Her mother looked as though she was about to say ‘no’….but Kate held her mother's gaze, her eyes tight on hers.
Then a nod. “Okay—we can all do it. Just stay close.”
And her mother turned to open her door. A look at the nearby woods, and in the distance, sections of the highway fence.
The door popped open.
“C’mon, Simon,”she said to her brother, and they got out of the backseat.
Christie used the key to pop open the trunk.
“Now stay close. I've done this before, but this isn't our car. Just stay near me, okay?”
She looked towards the woods. Quiet. No breeze. The air warming as the sun climbed higher.
Maybe the kids would be safer in the car?
But if they wanted to help, to be part of this—maybe that was a good thing.
She looked down into the trunk.
Three or four different sized bags, one purple, another red, one black, one small and filled with ponies the color of rainbows.
The Blair's bags.
She said nothing.
But she grabbed the heaviest bag and lugged it out of the trunk.
At least when it hit the grass, it had wheels, though the small rollers didn't seem too effective in the crumbly mix of dry grass and dirt.
Kate had already grabbed another one, and with a big oomph pulled that out as well.
And then, sweet God, Simon grabbing the one with ponies.
“Look at this! Who’d want a dopey bag like this!”
Christie almost laughed at...Simon being Simon.
The pink bag with rainbow ponies.
That belonged to a little girl who a terrible thing had happened to…
Simon didn’t ask though.
Who’s this bag belong to? What happened to them?
Some magic wall that kept him from those next few thoughts, those terrible questions.
About what might have happened to the people whose things they had just pulled out of the trunk.
Christie quickly grabbed the last bag, and tossed it to the side.
“Okay. Thanks, kids. Now, let me see—”
No tire visible; probably, she thought, under the trunk’s floorboard.
The tire, the tire iron, the jack.
She looked around again. Everything so still around them. That's good, she told herself.
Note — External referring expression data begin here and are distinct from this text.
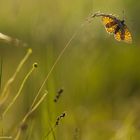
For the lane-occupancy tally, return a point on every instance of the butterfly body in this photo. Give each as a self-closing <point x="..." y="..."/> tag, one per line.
<point x="115" y="26"/>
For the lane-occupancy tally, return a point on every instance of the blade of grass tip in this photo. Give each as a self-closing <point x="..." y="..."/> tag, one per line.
<point x="57" y="60"/>
<point x="5" y="92"/>
<point x="28" y="114"/>
<point x="1" y="63"/>
<point x="20" y="89"/>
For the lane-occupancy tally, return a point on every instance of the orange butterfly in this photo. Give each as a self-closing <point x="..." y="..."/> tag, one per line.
<point x="116" y="26"/>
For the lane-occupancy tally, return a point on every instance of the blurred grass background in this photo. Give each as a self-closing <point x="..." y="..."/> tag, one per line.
<point x="100" y="76"/>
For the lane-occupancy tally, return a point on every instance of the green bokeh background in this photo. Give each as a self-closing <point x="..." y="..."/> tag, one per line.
<point x="100" y="76"/>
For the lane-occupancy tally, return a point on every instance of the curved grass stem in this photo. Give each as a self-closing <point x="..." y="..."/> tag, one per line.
<point x="6" y="89"/>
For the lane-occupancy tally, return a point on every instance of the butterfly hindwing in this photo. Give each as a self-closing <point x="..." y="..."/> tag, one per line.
<point x="117" y="27"/>
<point x="123" y="34"/>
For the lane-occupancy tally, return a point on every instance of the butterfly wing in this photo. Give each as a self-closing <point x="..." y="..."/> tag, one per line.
<point x="123" y="34"/>
<point x="110" y="23"/>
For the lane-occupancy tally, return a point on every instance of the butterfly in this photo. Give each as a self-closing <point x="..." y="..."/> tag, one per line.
<point x="115" y="26"/>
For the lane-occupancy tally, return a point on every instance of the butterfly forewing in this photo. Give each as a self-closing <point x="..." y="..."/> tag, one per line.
<point x="109" y="23"/>
<point x="117" y="27"/>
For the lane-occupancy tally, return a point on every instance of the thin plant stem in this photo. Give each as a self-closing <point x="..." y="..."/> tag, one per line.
<point x="20" y="89"/>
<point x="56" y="61"/>
<point x="5" y="91"/>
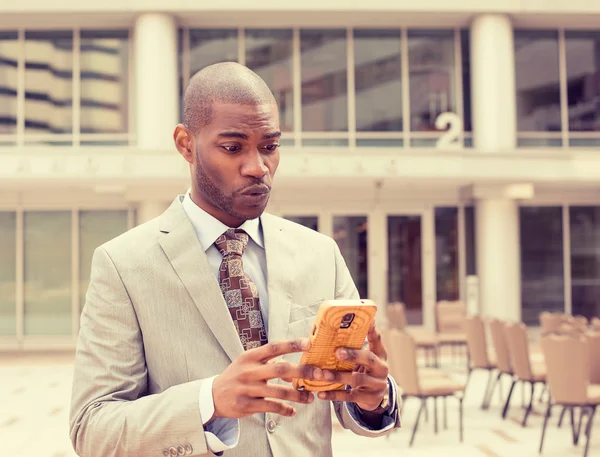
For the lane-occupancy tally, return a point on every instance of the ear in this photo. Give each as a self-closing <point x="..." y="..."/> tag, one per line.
<point x="184" y="142"/>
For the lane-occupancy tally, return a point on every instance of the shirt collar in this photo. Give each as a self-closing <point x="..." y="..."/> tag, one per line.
<point x="209" y="228"/>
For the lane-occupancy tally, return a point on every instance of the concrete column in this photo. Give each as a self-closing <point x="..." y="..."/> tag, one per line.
<point x="156" y="81"/>
<point x="493" y="95"/>
<point x="148" y="210"/>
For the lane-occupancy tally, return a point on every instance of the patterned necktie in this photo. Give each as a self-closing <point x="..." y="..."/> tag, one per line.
<point x="240" y="293"/>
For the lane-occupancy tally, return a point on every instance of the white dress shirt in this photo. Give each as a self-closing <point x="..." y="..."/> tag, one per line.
<point x="223" y="433"/>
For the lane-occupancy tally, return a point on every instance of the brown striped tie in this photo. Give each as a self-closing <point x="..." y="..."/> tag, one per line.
<point x="239" y="291"/>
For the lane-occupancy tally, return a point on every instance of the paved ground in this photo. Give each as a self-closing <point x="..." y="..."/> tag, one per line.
<point x="34" y="399"/>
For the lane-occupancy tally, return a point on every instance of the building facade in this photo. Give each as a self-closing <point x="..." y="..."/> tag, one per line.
<point x="433" y="142"/>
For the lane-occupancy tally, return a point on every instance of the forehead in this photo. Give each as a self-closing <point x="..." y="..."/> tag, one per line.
<point x="244" y="117"/>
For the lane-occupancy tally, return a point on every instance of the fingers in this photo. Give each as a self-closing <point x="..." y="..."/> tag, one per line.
<point x="374" y="364"/>
<point x="376" y="344"/>
<point x="271" y="350"/>
<point x="356" y="379"/>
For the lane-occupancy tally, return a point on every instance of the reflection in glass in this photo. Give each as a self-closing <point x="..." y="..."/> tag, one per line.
<point x="404" y="265"/>
<point x="446" y="253"/>
<point x="8" y="277"/>
<point x="208" y="46"/>
<point x="432" y="83"/>
<point x="583" y="80"/>
<point x="49" y="82"/>
<point x="269" y="54"/>
<point x="312" y="222"/>
<point x="537" y="80"/>
<point x="378" y="83"/>
<point x="470" y="241"/>
<point x="585" y="260"/>
<point x="542" y="284"/>
<point x="350" y="233"/>
<point x="47" y="268"/>
<point x="9" y="54"/>
<point x="324" y="82"/>
<point x="105" y="89"/>
<point x="96" y="228"/>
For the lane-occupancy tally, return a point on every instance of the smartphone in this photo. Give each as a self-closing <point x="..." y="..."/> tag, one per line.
<point x="339" y="323"/>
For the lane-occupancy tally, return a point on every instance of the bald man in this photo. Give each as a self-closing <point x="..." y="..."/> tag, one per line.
<point x="194" y="323"/>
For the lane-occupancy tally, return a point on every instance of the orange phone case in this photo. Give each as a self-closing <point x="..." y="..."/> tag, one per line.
<point x="327" y="335"/>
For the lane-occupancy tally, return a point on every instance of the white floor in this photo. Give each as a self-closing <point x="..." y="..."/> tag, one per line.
<point x="34" y="399"/>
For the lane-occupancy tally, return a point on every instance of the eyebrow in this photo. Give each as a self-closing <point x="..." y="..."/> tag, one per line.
<point x="243" y="136"/>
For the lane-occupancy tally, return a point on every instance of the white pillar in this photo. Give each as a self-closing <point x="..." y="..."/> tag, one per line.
<point x="493" y="89"/>
<point x="148" y="210"/>
<point x="156" y="81"/>
<point x="493" y="95"/>
<point x="498" y="258"/>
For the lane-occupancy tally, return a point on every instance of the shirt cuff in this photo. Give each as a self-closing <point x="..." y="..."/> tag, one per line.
<point x="222" y="433"/>
<point x="388" y="418"/>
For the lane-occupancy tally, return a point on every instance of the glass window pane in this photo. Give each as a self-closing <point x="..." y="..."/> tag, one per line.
<point x="49" y="82"/>
<point x="208" y="46"/>
<point x="378" y="83"/>
<point x="9" y="54"/>
<point x="47" y="267"/>
<point x="350" y="233"/>
<point x="8" y="277"/>
<point x="431" y="72"/>
<point x="312" y="222"/>
<point x="585" y="260"/>
<point x="537" y="80"/>
<point x="405" y="282"/>
<point x="542" y="281"/>
<point x="583" y="80"/>
<point x="446" y="253"/>
<point x="96" y="228"/>
<point x="324" y="81"/>
<point x="105" y="88"/>
<point x="269" y="54"/>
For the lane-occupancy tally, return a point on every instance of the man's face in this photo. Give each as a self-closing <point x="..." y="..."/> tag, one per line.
<point x="235" y="159"/>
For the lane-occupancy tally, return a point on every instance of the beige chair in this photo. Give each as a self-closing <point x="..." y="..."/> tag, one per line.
<point x="426" y="341"/>
<point x="450" y="324"/>
<point x="414" y="385"/>
<point x="502" y="358"/>
<point x="478" y="355"/>
<point x="567" y="359"/>
<point x="520" y="360"/>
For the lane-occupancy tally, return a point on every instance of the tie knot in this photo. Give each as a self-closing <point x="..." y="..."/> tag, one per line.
<point x="232" y="242"/>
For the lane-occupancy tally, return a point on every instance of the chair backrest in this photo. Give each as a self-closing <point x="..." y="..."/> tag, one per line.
<point x="500" y="346"/>
<point x="518" y="349"/>
<point x="450" y="316"/>
<point x="408" y="377"/>
<point x="476" y="341"/>
<point x="593" y="337"/>
<point x="567" y="371"/>
<point x="396" y="314"/>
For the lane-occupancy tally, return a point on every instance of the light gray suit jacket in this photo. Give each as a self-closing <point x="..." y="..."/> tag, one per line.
<point x="155" y="325"/>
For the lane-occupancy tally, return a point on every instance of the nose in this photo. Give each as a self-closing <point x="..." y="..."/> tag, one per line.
<point x="254" y="166"/>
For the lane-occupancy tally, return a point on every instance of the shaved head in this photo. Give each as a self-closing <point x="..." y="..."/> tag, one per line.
<point x="225" y="82"/>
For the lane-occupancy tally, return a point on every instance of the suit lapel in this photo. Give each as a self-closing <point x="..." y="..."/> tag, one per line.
<point x="190" y="262"/>
<point x="278" y="252"/>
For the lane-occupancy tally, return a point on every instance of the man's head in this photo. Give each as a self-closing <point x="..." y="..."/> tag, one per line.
<point x="230" y="136"/>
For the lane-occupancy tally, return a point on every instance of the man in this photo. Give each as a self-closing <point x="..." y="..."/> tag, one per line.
<point x="194" y="322"/>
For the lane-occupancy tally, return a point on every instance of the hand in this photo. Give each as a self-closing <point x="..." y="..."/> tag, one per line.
<point x="368" y="381"/>
<point x="242" y="389"/>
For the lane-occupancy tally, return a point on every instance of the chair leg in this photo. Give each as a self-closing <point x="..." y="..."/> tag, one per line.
<point x="507" y="404"/>
<point x="588" y="431"/>
<point x="548" y="412"/>
<point x="416" y="426"/>
<point x="530" y="407"/>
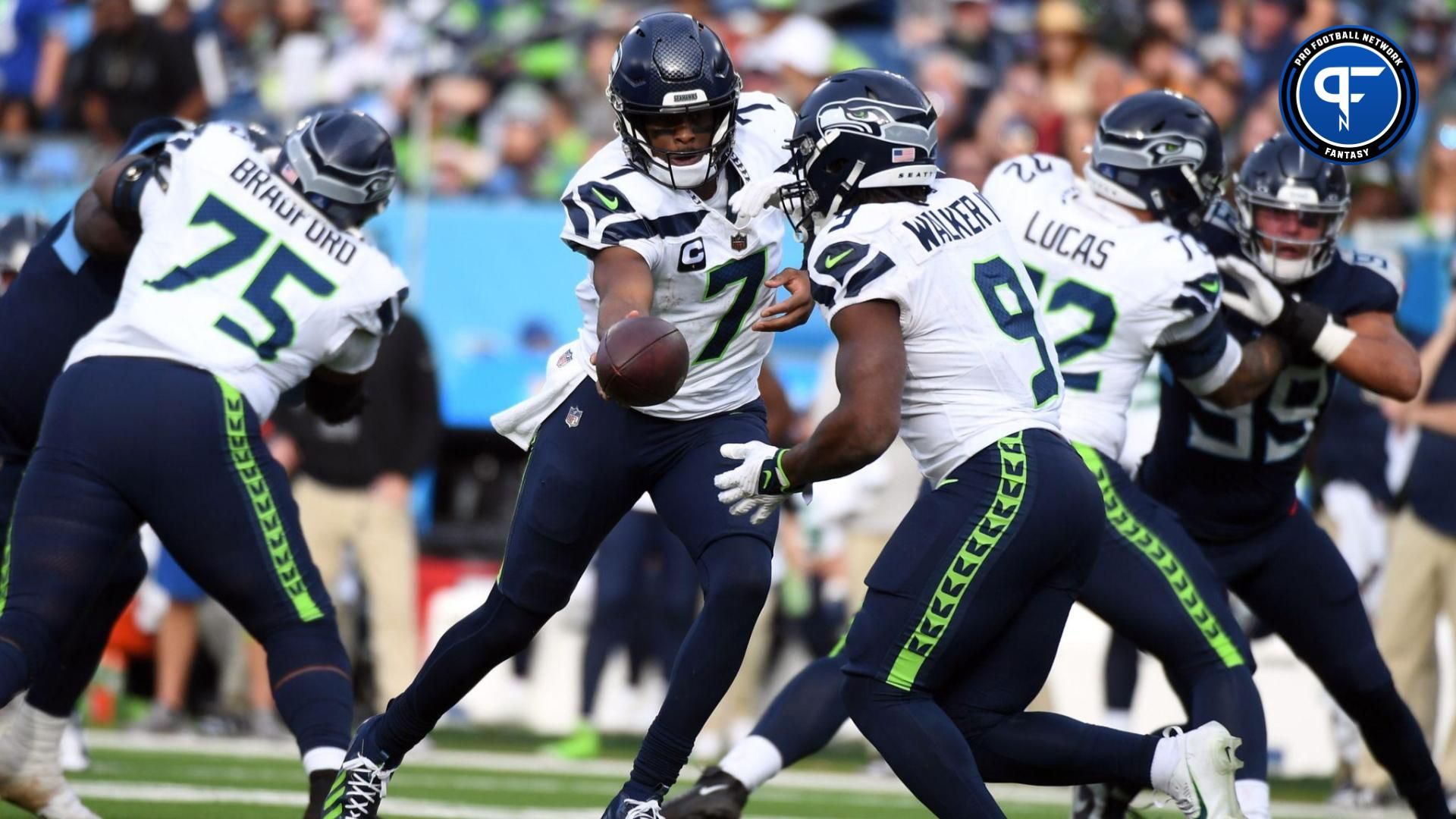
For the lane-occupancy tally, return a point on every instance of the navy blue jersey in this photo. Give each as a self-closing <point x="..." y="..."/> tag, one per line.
<point x="1351" y="442"/>
<point x="1229" y="472"/>
<point x="55" y="299"/>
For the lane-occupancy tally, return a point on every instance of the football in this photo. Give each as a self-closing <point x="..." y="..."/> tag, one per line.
<point x="642" y="362"/>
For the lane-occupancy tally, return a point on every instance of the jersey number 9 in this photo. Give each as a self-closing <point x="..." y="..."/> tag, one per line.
<point x="995" y="278"/>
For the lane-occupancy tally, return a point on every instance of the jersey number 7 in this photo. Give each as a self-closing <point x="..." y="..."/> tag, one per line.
<point x="246" y="240"/>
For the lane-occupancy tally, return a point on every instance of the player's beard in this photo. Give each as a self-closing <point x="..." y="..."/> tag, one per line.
<point x="680" y="175"/>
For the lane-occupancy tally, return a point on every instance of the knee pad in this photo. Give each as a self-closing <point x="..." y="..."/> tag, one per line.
<point x="33" y="635"/>
<point x="507" y="620"/>
<point x="739" y="572"/>
<point x="303" y="649"/>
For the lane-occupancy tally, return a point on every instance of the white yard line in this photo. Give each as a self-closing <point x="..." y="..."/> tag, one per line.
<point x="541" y="764"/>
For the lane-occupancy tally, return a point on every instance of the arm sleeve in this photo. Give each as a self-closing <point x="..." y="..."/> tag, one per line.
<point x="848" y="273"/>
<point x="360" y="330"/>
<point x="1194" y="340"/>
<point x="601" y="216"/>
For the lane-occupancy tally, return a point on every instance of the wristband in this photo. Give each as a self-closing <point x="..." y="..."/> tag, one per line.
<point x="774" y="482"/>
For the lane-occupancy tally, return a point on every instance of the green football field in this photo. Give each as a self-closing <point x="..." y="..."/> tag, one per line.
<point x="196" y="779"/>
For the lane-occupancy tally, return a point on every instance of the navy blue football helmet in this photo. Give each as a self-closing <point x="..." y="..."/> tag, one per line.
<point x="672" y="66"/>
<point x="1159" y="152"/>
<point x="152" y="133"/>
<point x="343" y="162"/>
<point x="1282" y="175"/>
<point x="858" y="130"/>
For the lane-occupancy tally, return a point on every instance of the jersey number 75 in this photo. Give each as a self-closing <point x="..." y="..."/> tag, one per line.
<point x="261" y="293"/>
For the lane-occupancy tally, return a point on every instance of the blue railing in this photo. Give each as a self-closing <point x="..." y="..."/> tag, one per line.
<point x="479" y="275"/>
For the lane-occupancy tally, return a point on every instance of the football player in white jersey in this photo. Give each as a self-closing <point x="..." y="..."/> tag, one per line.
<point x="651" y="215"/>
<point x="246" y="278"/>
<point x="943" y="340"/>
<point x="1119" y="281"/>
<point x="1123" y="279"/>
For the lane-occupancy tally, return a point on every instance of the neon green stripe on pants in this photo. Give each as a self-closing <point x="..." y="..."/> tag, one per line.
<point x="1134" y="532"/>
<point x="261" y="499"/>
<point x="965" y="564"/>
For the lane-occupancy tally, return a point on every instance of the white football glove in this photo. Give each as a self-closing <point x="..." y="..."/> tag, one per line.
<point x="1305" y="325"/>
<point x="1261" y="300"/>
<point x="758" y="484"/>
<point x="759" y="196"/>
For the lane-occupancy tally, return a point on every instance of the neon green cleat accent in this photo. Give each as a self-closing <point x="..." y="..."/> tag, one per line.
<point x="582" y="744"/>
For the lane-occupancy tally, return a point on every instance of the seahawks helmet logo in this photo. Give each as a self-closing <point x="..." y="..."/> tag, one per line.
<point x="1159" y="152"/>
<point x="877" y="118"/>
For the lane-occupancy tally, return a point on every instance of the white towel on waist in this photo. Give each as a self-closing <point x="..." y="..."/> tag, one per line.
<point x="565" y="368"/>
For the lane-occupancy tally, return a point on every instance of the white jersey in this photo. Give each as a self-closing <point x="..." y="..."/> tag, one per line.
<point x="979" y="363"/>
<point x="237" y="275"/>
<point x="1116" y="289"/>
<point x="708" y="275"/>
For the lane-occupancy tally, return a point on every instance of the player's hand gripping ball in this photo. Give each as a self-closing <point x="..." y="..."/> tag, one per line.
<point x="641" y="362"/>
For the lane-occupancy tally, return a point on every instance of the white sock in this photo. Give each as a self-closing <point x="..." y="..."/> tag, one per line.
<point x="1254" y="798"/>
<point x="44" y="729"/>
<point x="324" y="760"/>
<point x="753" y="761"/>
<point x="1165" y="761"/>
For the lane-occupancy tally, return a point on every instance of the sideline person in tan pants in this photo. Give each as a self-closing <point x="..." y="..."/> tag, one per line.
<point x="353" y="485"/>
<point x="1421" y="573"/>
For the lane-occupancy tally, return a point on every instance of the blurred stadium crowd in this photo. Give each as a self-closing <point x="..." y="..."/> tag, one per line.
<point x="503" y="99"/>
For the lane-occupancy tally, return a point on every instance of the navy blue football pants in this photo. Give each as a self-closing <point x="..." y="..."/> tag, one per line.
<point x="60" y="684"/>
<point x="1293" y="577"/>
<point x="639" y="553"/>
<point x="131" y="441"/>
<point x="962" y="623"/>
<point x="590" y="463"/>
<point x="1152" y="583"/>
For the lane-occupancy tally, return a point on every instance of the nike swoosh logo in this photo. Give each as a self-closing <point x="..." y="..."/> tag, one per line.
<point x="610" y="202"/>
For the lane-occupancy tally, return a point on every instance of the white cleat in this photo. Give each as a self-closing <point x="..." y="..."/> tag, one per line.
<point x="74" y="757"/>
<point x="31" y="773"/>
<point x="1201" y="784"/>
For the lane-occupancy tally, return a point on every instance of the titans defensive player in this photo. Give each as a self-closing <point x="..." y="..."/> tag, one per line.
<point x="246" y="280"/>
<point x="1229" y="474"/>
<point x="943" y="340"/>
<point x="1120" y="280"/>
<point x="651" y="215"/>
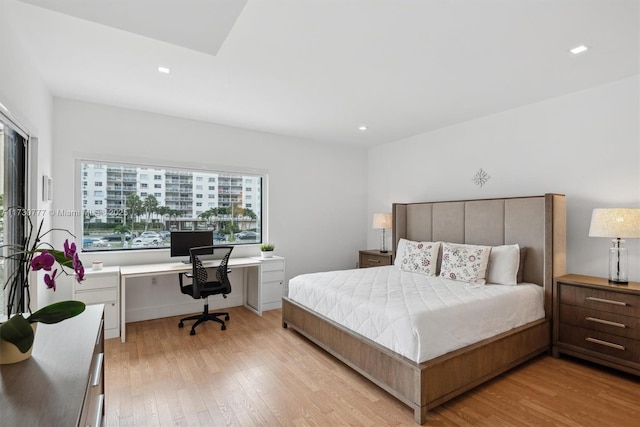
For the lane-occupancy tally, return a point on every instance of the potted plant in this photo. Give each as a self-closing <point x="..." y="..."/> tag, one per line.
<point x="266" y="250"/>
<point x="18" y="332"/>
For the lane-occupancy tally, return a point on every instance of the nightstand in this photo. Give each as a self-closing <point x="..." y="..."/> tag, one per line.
<point x="597" y="321"/>
<point x="374" y="258"/>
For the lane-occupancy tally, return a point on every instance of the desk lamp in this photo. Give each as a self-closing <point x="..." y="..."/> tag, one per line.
<point x="382" y="221"/>
<point x="618" y="223"/>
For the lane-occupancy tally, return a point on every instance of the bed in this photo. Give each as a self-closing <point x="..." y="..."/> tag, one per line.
<point x="536" y="223"/>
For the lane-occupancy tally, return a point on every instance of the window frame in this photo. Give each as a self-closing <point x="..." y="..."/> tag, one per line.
<point x="194" y="168"/>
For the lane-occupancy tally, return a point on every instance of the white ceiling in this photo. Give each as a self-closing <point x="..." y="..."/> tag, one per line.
<point x="318" y="69"/>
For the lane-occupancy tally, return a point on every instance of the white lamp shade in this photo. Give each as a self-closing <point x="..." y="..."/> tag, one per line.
<point x="381" y="221"/>
<point x="615" y="222"/>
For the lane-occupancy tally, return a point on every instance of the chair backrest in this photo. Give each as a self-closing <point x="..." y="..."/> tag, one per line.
<point x="200" y="276"/>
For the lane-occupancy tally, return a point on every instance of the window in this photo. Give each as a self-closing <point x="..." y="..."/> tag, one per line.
<point x="128" y="208"/>
<point x="13" y="194"/>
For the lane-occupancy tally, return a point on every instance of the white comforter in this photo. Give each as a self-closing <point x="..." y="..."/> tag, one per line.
<point x="417" y="316"/>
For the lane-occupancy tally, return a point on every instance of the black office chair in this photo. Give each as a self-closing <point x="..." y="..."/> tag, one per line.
<point x="202" y="288"/>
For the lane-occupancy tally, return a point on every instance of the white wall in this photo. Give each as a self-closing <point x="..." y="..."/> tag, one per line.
<point x="317" y="192"/>
<point x="585" y="145"/>
<point x="24" y="93"/>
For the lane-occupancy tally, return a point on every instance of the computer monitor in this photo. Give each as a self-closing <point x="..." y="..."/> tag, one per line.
<point x="182" y="241"/>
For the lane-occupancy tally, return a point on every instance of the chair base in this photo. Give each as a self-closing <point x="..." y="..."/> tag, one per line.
<point x="205" y="316"/>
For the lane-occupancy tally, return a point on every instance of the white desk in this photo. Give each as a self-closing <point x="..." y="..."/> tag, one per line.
<point x="252" y="292"/>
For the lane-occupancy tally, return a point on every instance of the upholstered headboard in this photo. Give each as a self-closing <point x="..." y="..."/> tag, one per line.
<point x="537" y="223"/>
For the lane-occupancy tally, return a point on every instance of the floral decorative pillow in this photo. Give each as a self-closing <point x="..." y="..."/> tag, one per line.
<point x="420" y="257"/>
<point x="465" y="263"/>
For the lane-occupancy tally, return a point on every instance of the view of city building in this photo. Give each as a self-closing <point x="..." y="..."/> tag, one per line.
<point x="119" y="202"/>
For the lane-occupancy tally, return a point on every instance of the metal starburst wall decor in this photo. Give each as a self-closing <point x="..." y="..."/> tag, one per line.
<point x="481" y="177"/>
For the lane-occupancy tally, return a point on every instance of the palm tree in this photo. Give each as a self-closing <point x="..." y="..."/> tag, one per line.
<point x="149" y="206"/>
<point x="163" y="211"/>
<point x="87" y="216"/>
<point x="134" y="208"/>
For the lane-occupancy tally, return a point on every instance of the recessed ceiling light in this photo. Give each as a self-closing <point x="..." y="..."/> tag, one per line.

But then, why doesn't it feel good?
She leaned into the trunk and started running her fingers around the edges, digging her nails under the trunk's matting, until she made a gap and could get both hands in and pull the trunk floor mat up.
To see: a tire.
“The spare,” she said.
“Doesn't look so good,”Simon said. “Sure it’s okay?”
Good question, Christie thought. She leaned close and felt the tire.
Nice and firm.
“It’s fine. Just got to—”
She grabbed a large bolt that kept the tire in place under the trunk. At first, it wouldn't budge.
Going to have to get stronger, she thought.
No man to depend on to turn and twist the hard things, to lift the heavy things, to do all the goddamn—
She stopped herself again.
The screw loosened, and spun off.
She reached in, and though the tire and rim were heavy, she could lift the spare out and place it against the back of the car.
She looked for the jack.
Kate came and stood beside her.
Sensing something wrong.
“Mom, what is it?”
Christie leaned in again, and began feeling all around the bottom and sides of the trunk, nearly her whole body in the trunk, thinking that the car's jack had to be fixed to the side, or hidden in the back, somewhere...
But it wasn’t.
“There's no jack,” she said dully.
A quick look around.
After all — she had been rooting around in the trunk for a good minute or so.
She thought of those old nature programs, showing African animals at a water hole. How they'd lean down for a sip, then raise their heads, look left, right, then another cautious sip.
“What are you going to do?” Kate asked. “Can you do it —”
Christie had begun shaking her head.
“No, I can’t. You can’t get a car off the ground…without a jack.”There was a bite to her words which she immediately regretted.
Simon. Where was he?
But then she saw him at the front of the car.
“Simon. Back here. Now.”
He came back.
(Don't cry, she thought. Please. No matter what.)
Then a sound.
They all turned, the three of them standing close together, the luggage strewn around them, the sun beating down hard, the clouds all burnt away.
As a car headed down the highway…right towards them.